In the tenth round, Campbell's energy hadn't flagged yet. He was Diaz-like, pressing the issue, staying in his foes' face. The slick vet, so capable with a shove of his shoulder in tight, and slipping deftly, could smell the upset win. Again Campbell took the stat war: 33-82 to 9-52 for Diaz. Would the judges see what the numbers were saying however?
In the ninth round, again the heads were coming together. Campbell's shots were now harder, clearly, and Diaz looked to be in trouble. No longer the punching machine, Diaz, it was clear, was in the sort of hole he had not experienced to this point. Campbell won the stat war in this round, 43-74 to 16-51.
In the eighth, the action was tight, was else is new? One had to wonder what the judges were seeing. I was seeing tight, tight rounds, that could go either way.
In the seventh round, the cut bothered Diaz. But he did not alter his fighting style; he kept his head down, as did Campbell, and the two kept banging away.
In the sixth round, the pace slowed a tad. Compared to that heavyweight fiasco that tortured us all though it was a mile a minute action. Campbell had a point deducted for a butt, which opened up the slice on Diaz' left eye that much more. The ref then let Diaz' corner touch up the cut. On further review, one could see that a punch exacerbated the damage.
In the fifth round, both men continued the toe to toe tangle. No one chose to jab and move, to this point, but with about a minute left, Campbell started to move more. He moved backwards, and Diaz pursued. Diaz may have stolen the round when he pinned Campbell on the ropes and let loose with seconds to go.
In the fourth round, both men lead, and countered, keeping up the furious pace. Diaz landed well, and Campbell shook his head and told him that it didn't affect him. Campbell scored well with left hooks, and Diaz worked his right hand to good effect.
In the third, Diaz was a bit busier and more accurate, though there was some swelling on Diaz' eye that looked like it could get uglier. The two fighters landed 211 punches through the third round.

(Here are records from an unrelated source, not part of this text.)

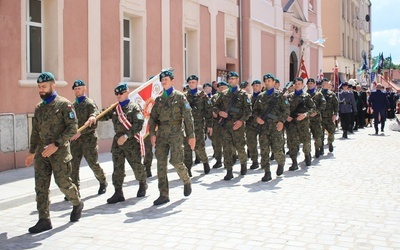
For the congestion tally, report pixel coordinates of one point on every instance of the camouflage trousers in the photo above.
(44, 167)
(316, 131)
(130, 151)
(233, 140)
(328, 125)
(200, 148)
(252, 141)
(297, 133)
(165, 145)
(271, 139)
(86, 146)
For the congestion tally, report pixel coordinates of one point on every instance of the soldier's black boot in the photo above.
(102, 188)
(330, 147)
(218, 164)
(142, 189)
(229, 175)
(243, 169)
(206, 167)
(41, 225)
(279, 170)
(76, 212)
(267, 176)
(161, 200)
(254, 165)
(148, 171)
(308, 159)
(187, 189)
(117, 196)
(294, 166)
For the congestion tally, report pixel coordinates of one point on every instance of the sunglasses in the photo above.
(120, 93)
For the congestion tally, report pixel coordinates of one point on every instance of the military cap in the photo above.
(207, 84)
(267, 76)
(222, 83)
(311, 80)
(232, 74)
(192, 77)
(78, 83)
(45, 77)
(122, 87)
(166, 73)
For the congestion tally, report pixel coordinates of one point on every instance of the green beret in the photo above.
(232, 74)
(222, 83)
(267, 76)
(45, 77)
(192, 77)
(78, 83)
(166, 73)
(122, 87)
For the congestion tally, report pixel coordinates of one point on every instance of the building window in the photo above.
(34, 28)
(127, 48)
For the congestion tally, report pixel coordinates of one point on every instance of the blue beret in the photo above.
(78, 83)
(166, 73)
(222, 83)
(45, 77)
(192, 77)
(121, 88)
(267, 76)
(232, 74)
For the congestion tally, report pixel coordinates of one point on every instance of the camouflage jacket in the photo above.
(53, 122)
(84, 110)
(170, 114)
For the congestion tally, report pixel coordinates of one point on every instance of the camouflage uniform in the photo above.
(54, 122)
(202, 116)
(315, 122)
(299, 131)
(272, 107)
(234, 139)
(331, 109)
(86, 144)
(172, 114)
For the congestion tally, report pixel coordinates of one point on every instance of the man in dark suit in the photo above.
(380, 104)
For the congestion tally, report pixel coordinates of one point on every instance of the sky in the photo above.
(385, 28)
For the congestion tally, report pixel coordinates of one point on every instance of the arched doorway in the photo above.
(294, 66)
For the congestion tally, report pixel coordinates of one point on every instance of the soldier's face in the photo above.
(193, 84)
(80, 91)
(46, 89)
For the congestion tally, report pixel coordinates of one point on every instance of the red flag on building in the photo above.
(302, 70)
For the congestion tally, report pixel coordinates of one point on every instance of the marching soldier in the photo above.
(172, 114)
(234, 108)
(270, 112)
(202, 115)
(315, 118)
(301, 106)
(85, 143)
(53, 125)
(128, 120)
(329, 115)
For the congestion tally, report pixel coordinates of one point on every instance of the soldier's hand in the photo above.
(153, 140)
(192, 143)
(223, 114)
(122, 139)
(260, 121)
(237, 124)
(29, 159)
(49, 150)
(76, 136)
(279, 126)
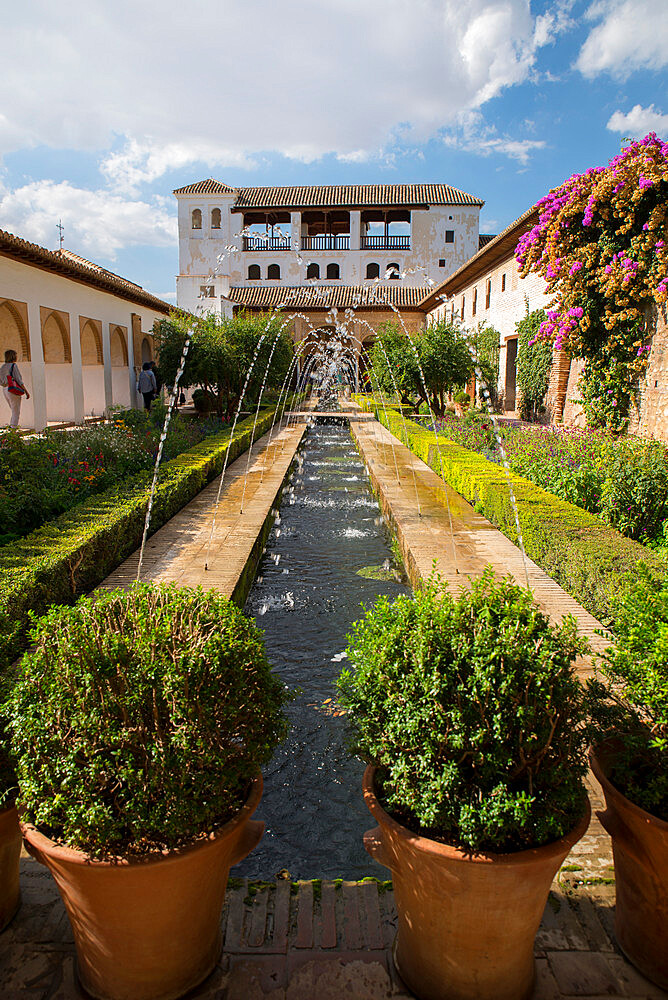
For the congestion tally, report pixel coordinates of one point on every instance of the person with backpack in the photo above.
(147, 385)
(12, 387)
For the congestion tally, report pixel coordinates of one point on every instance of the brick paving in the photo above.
(299, 941)
(288, 941)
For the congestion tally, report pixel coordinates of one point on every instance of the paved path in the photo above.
(321, 941)
(177, 552)
(401, 480)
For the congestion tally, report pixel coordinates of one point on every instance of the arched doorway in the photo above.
(120, 380)
(14, 337)
(57, 367)
(92, 367)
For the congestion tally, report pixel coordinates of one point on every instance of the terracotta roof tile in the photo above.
(70, 265)
(209, 186)
(498, 248)
(336, 195)
(373, 296)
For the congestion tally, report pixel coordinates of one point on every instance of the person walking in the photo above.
(147, 385)
(12, 387)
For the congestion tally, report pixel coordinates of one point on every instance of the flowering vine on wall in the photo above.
(601, 245)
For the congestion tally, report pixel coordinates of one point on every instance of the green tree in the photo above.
(446, 360)
(221, 354)
(484, 341)
(534, 361)
(394, 362)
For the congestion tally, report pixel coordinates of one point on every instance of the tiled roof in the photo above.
(374, 296)
(209, 186)
(69, 265)
(353, 196)
(336, 195)
(501, 247)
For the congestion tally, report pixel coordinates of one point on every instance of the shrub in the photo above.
(472, 712)
(634, 498)
(140, 718)
(586, 557)
(637, 671)
(75, 551)
(534, 361)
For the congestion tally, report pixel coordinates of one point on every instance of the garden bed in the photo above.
(72, 553)
(586, 557)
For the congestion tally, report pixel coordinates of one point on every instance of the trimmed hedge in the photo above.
(586, 557)
(73, 553)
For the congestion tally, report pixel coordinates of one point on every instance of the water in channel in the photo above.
(307, 594)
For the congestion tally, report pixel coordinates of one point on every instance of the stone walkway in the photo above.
(299, 941)
(324, 940)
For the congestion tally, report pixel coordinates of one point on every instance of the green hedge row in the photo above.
(76, 551)
(586, 557)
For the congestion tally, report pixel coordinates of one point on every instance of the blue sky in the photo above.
(104, 109)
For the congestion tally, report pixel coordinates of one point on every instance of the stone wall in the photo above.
(650, 419)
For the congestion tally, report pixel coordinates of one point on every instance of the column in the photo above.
(77, 370)
(355, 230)
(37, 365)
(295, 232)
(106, 359)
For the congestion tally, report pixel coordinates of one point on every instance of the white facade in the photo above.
(79, 346)
(223, 246)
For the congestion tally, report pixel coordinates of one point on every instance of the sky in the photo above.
(106, 107)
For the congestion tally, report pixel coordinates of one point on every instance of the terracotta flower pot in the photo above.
(640, 852)
(149, 929)
(10, 852)
(467, 922)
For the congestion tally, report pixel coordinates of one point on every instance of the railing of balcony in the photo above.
(266, 243)
(385, 242)
(326, 242)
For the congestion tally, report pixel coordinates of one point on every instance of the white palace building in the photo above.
(257, 247)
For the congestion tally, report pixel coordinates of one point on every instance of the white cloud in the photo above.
(637, 122)
(474, 136)
(169, 85)
(630, 35)
(97, 223)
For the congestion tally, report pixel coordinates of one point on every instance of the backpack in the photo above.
(13, 386)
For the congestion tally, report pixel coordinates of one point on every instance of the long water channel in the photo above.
(307, 594)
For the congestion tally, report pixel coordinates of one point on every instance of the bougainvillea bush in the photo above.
(601, 245)
(622, 480)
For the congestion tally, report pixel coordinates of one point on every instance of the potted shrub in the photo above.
(473, 724)
(139, 721)
(630, 760)
(10, 837)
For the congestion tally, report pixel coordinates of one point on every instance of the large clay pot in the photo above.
(640, 852)
(467, 922)
(149, 929)
(10, 852)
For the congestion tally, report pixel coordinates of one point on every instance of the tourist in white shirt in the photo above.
(9, 373)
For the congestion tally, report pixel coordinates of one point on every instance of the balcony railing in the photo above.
(385, 242)
(266, 243)
(326, 242)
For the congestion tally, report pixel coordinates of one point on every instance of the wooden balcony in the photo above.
(385, 242)
(266, 243)
(326, 242)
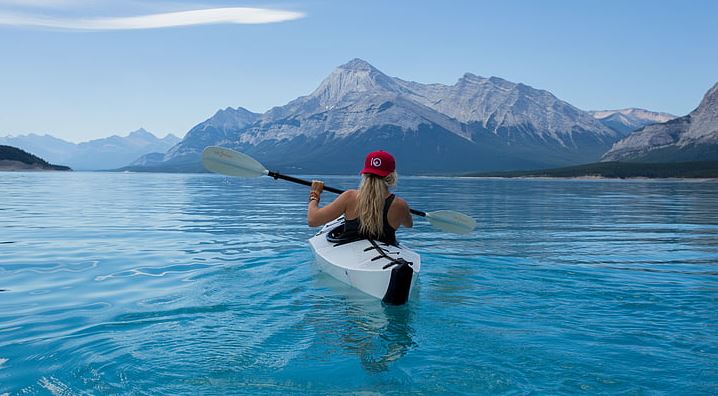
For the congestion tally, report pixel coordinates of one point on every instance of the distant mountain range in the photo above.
(625, 121)
(15, 159)
(693, 137)
(476, 124)
(100, 154)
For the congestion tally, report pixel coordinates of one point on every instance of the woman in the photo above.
(371, 211)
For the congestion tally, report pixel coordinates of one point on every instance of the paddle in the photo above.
(232, 163)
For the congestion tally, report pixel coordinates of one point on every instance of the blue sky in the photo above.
(83, 69)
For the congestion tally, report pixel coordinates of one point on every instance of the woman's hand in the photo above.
(316, 190)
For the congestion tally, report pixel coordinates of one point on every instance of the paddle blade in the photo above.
(450, 221)
(231, 163)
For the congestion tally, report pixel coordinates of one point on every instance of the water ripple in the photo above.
(185, 284)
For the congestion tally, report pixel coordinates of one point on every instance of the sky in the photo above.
(87, 69)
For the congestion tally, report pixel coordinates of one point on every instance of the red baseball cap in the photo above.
(379, 163)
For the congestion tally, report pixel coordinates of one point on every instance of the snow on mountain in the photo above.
(628, 120)
(98, 154)
(688, 138)
(477, 123)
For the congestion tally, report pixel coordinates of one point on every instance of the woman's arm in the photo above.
(317, 216)
(400, 214)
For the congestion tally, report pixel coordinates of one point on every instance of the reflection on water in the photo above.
(200, 284)
(375, 332)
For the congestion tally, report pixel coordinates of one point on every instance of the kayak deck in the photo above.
(384, 271)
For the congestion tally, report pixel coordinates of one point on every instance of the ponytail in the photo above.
(372, 191)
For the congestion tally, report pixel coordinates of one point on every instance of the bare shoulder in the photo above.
(401, 203)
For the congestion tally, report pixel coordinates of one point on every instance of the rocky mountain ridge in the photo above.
(98, 154)
(476, 124)
(691, 137)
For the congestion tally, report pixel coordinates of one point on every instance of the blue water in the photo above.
(201, 284)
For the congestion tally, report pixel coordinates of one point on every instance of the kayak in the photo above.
(381, 270)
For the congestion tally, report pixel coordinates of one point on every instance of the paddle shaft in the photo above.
(297, 180)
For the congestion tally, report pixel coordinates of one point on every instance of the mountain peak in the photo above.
(141, 132)
(357, 64)
(355, 76)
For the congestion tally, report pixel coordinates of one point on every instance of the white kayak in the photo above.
(381, 270)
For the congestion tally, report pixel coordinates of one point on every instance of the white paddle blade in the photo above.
(450, 221)
(231, 163)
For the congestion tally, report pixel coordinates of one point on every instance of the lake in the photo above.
(203, 284)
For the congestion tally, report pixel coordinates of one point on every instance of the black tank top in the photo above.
(389, 234)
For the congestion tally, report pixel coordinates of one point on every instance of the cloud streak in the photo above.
(231, 15)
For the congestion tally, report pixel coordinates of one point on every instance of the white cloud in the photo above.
(238, 15)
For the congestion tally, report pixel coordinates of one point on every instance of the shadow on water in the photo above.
(379, 334)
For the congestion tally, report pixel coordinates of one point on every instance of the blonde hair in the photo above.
(370, 207)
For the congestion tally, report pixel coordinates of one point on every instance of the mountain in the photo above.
(107, 153)
(625, 121)
(217, 130)
(15, 159)
(693, 137)
(476, 124)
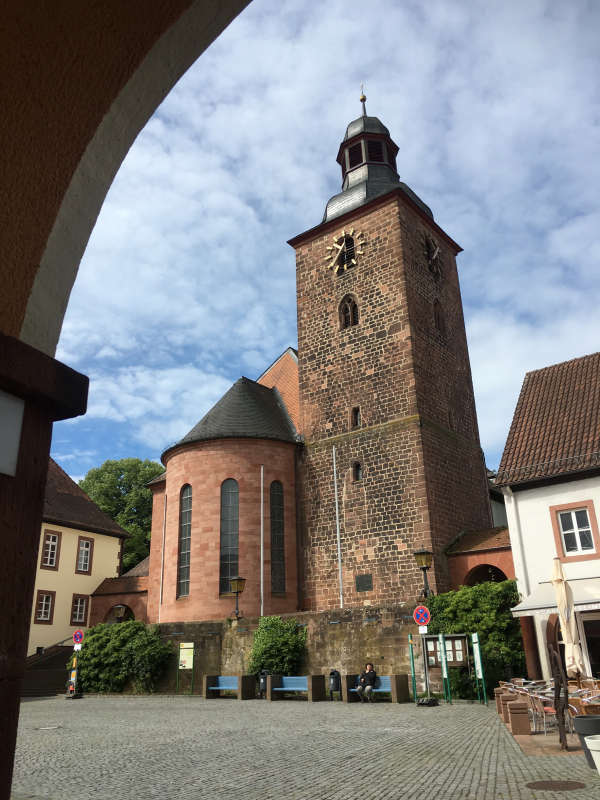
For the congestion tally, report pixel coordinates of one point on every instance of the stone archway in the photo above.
(483, 573)
(119, 613)
(81, 81)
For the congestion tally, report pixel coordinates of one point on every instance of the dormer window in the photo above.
(375, 150)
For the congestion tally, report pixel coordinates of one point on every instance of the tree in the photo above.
(119, 489)
(484, 609)
(127, 654)
(278, 646)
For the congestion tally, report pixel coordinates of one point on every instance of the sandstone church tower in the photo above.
(385, 380)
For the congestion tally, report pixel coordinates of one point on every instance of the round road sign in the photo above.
(421, 615)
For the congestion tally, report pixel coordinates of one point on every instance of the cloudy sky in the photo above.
(188, 283)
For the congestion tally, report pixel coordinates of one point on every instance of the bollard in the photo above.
(505, 699)
(498, 691)
(518, 712)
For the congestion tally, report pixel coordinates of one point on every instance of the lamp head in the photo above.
(237, 584)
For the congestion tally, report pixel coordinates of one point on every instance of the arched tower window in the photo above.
(277, 538)
(229, 534)
(185, 540)
(438, 318)
(348, 312)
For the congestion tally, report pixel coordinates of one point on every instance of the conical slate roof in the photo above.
(365, 125)
(246, 411)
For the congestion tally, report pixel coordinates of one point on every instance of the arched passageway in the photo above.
(483, 573)
(81, 81)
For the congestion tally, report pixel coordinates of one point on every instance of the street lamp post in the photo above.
(424, 559)
(237, 587)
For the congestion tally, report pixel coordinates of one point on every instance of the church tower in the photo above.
(385, 388)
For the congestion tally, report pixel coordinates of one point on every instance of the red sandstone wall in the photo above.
(423, 476)
(205, 465)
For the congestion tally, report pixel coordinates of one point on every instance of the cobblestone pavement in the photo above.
(116, 748)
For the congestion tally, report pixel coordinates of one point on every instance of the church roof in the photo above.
(365, 125)
(556, 426)
(246, 411)
(65, 503)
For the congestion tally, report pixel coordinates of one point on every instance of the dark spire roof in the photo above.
(246, 411)
(65, 503)
(368, 173)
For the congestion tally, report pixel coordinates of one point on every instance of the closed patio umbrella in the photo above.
(568, 626)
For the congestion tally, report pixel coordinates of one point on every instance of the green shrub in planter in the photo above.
(278, 647)
(120, 655)
(483, 609)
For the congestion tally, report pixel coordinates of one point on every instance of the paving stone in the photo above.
(167, 747)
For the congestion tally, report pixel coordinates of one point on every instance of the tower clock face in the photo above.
(342, 253)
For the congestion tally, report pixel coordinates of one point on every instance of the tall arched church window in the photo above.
(229, 534)
(185, 541)
(438, 318)
(348, 312)
(277, 538)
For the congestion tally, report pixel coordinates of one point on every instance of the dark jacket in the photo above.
(368, 678)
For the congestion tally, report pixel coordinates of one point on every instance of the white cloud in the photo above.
(188, 282)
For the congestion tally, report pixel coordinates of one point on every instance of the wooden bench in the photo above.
(313, 685)
(243, 685)
(396, 685)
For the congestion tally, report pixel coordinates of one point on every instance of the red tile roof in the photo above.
(556, 425)
(65, 503)
(472, 541)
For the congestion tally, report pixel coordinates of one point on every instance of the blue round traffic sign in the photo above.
(421, 615)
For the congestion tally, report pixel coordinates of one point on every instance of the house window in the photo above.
(185, 541)
(348, 312)
(44, 607)
(85, 553)
(575, 531)
(50, 550)
(277, 539)
(229, 534)
(79, 609)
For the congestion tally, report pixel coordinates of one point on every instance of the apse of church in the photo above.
(385, 379)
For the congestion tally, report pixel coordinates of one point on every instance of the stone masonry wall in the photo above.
(342, 639)
(422, 470)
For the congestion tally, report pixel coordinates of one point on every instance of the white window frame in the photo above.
(85, 551)
(50, 549)
(46, 611)
(576, 530)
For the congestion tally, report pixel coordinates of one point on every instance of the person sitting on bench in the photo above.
(366, 682)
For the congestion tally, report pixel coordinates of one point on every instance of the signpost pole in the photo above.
(478, 668)
(444, 663)
(412, 667)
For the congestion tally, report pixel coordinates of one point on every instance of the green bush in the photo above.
(483, 609)
(278, 646)
(116, 656)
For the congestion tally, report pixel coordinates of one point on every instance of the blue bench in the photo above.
(313, 685)
(243, 685)
(395, 685)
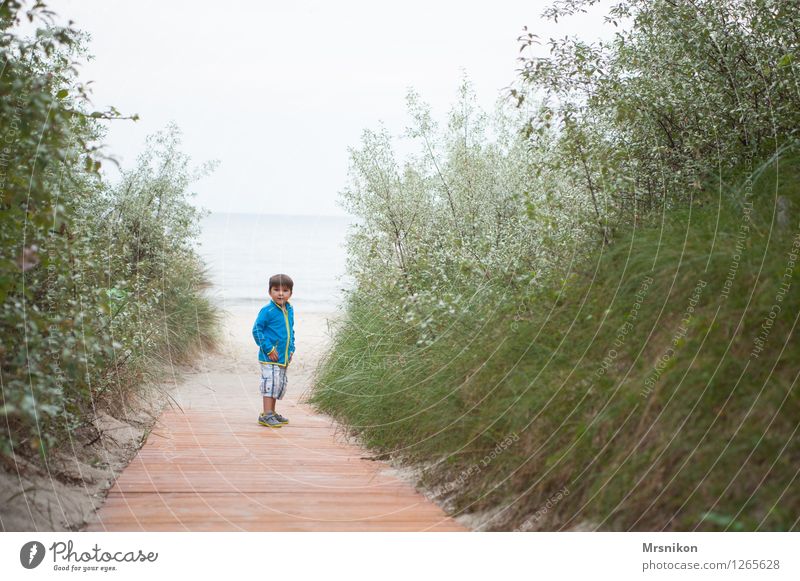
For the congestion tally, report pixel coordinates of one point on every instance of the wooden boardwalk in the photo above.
(210, 467)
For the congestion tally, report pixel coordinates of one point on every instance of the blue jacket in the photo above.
(274, 331)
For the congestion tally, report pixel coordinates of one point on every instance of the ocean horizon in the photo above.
(242, 251)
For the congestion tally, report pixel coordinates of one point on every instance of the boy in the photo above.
(273, 332)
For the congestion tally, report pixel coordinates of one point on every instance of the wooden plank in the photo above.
(209, 466)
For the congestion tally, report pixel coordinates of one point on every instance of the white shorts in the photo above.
(273, 381)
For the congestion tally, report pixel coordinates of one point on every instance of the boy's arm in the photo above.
(264, 337)
(291, 324)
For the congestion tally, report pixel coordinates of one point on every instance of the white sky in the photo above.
(277, 91)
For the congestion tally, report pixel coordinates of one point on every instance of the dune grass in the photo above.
(655, 381)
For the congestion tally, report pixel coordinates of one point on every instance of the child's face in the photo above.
(280, 294)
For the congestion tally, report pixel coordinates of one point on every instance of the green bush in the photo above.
(97, 282)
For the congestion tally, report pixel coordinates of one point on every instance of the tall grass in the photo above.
(632, 379)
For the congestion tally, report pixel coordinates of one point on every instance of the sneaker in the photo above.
(269, 420)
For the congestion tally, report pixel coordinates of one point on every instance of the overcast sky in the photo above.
(277, 91)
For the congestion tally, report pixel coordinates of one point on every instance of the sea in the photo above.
(242, 251)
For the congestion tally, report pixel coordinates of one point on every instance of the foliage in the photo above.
(685, 91)
(95, 281)
(584, 293)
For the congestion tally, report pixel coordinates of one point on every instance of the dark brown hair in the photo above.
(281, 280)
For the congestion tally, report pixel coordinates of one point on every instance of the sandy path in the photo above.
(208, 465)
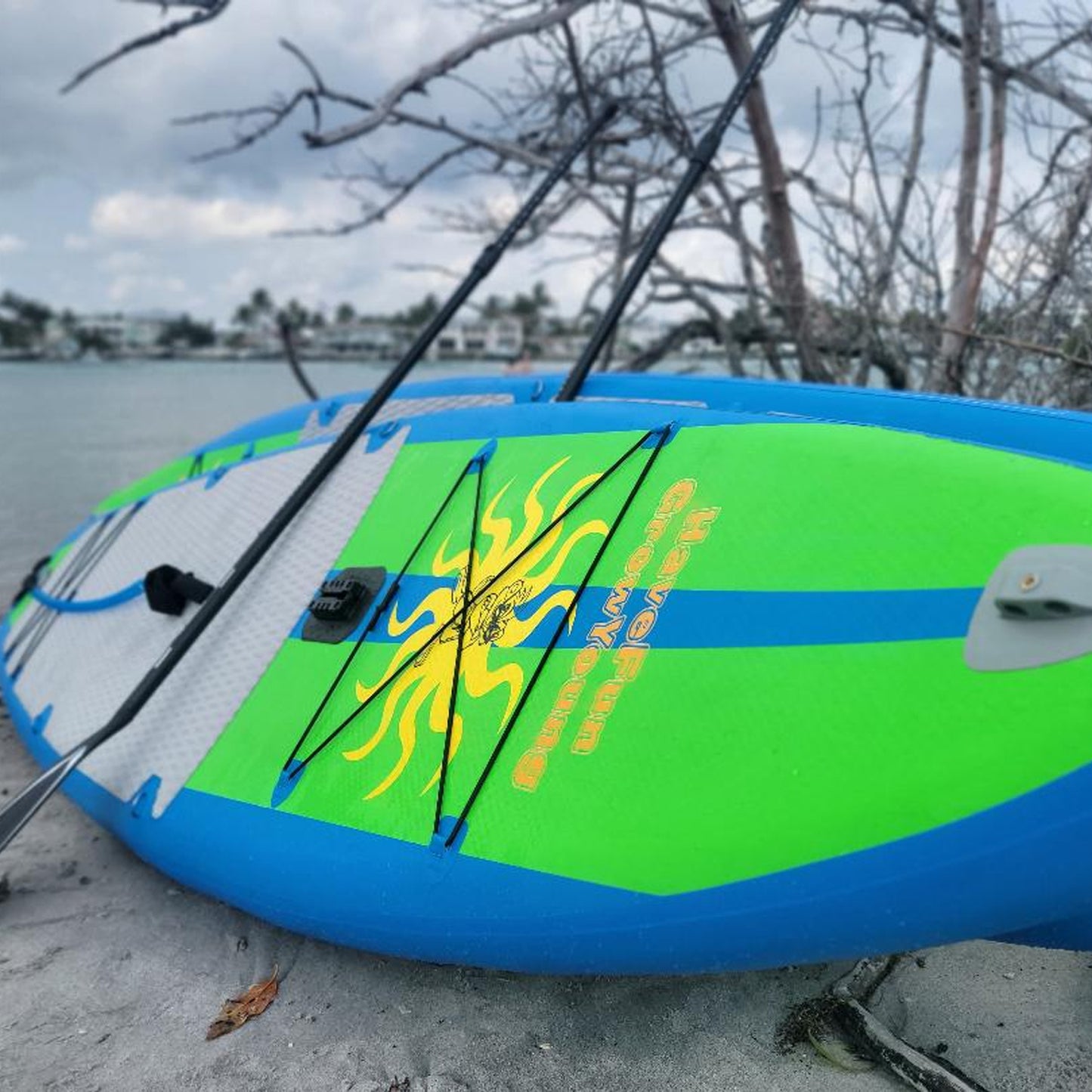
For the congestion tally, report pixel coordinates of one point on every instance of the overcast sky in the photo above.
(100, 208)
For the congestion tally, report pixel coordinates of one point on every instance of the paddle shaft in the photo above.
(17, 814)
(700, 159)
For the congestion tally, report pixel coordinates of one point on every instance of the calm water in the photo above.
(71, 434)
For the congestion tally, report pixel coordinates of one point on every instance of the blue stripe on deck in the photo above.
(732, 620)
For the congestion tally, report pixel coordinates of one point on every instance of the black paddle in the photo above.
(31, 799)
(699, 161)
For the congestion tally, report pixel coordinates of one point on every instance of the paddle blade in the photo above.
(21, 810)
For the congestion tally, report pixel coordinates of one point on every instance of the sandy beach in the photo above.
(110, 976)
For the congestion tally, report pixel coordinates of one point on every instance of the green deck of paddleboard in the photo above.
(183, 469)
(716, 765)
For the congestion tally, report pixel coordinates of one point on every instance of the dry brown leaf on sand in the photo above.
(237, 1010)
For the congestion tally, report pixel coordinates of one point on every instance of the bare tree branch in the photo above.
(206, 11)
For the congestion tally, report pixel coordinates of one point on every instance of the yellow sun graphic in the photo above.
(493, 620)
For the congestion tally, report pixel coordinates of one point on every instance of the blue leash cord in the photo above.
(88, 606)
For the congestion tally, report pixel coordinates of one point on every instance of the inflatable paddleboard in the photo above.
(621, 686)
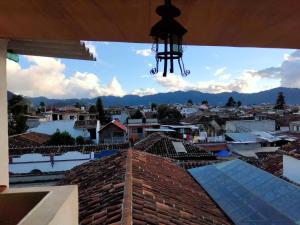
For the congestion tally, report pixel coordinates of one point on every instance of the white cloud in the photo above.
(220, 71)
(248, 82)
(221, 74)
(46, 77)
(144, 91)
(288, 74)
(91, 47)
(144, 52)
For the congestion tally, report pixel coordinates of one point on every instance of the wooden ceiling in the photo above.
(60, 49)
(249, 23)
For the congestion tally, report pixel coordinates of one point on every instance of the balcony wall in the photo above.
(40, 206)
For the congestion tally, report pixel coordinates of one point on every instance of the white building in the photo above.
(237, 126)
(291, 168)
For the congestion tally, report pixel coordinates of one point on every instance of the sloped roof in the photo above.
(135, 187)
(250, 195)
(116, 123)
(57, 150)
(161, 144)
(28, 139)
(242, 137)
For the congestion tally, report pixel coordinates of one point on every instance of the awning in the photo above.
(251, 23)
(59, 49)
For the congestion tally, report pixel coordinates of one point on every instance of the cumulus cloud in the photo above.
(91, 47)
(220, 71)
(249, 81)
(144, 52)
(221, 74)
(288, 73)
(144, 91)
(46, 77)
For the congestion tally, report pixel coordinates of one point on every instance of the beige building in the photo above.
(55, 28)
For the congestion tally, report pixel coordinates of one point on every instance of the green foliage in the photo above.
(100, 110)
(239, 104)
(230, 102)
(42, 107)
(190, 102)
(80, 140)
(204, 102)
(61, 138)
(137, 115)
(167, 114)
(153, 106)
(280, 102)
(77, 105)
(17, 108)
(92, 109)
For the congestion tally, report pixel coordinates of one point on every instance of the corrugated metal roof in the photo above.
(249, 195)
(242, 137)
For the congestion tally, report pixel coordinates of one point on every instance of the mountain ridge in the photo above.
(292, 96)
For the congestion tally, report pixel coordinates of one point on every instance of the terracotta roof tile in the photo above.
(63, 149)
(161, 144)
(135, 187)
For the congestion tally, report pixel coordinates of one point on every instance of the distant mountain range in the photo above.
(292, 96)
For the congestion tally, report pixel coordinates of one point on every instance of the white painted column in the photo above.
(4, 178)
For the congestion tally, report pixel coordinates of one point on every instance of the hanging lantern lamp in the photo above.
(167, 33)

The blistering pace continued in the second. Both men were sharp in their punch placement. Campbell found a home for uppercuts here, and looked like a man ten years younger. Will his energy hold up down the line, you had to wonder. Campbell screamed at Diaz after the round, promising he'd be in his face the whole night.
In the first, it was bombs away from the get go. Both men invested from the start in a body attack. No Klitschko/Ibragimov here, for sure. A butt from Campbell opened a slice over Diaz' left eye.
After the upset, Campbell weighed in: “I knew he couldn’t take it. I knew I was the bigger puncher. I could out-box him or out-punch him. My team and I said all along we saw a lot of hype with Juan Diaz but we didn’t see the substance. I said I was going to take him out into the deep water and drown him and that’s what I did. I better have won. I won the last five or six rounds. I won this for Don King. I will never disrespect him the way Juan Diaz did. There’s a tattoo on my back that simply says, ‘fighter’ and that’s what I am and what I proved tonight.”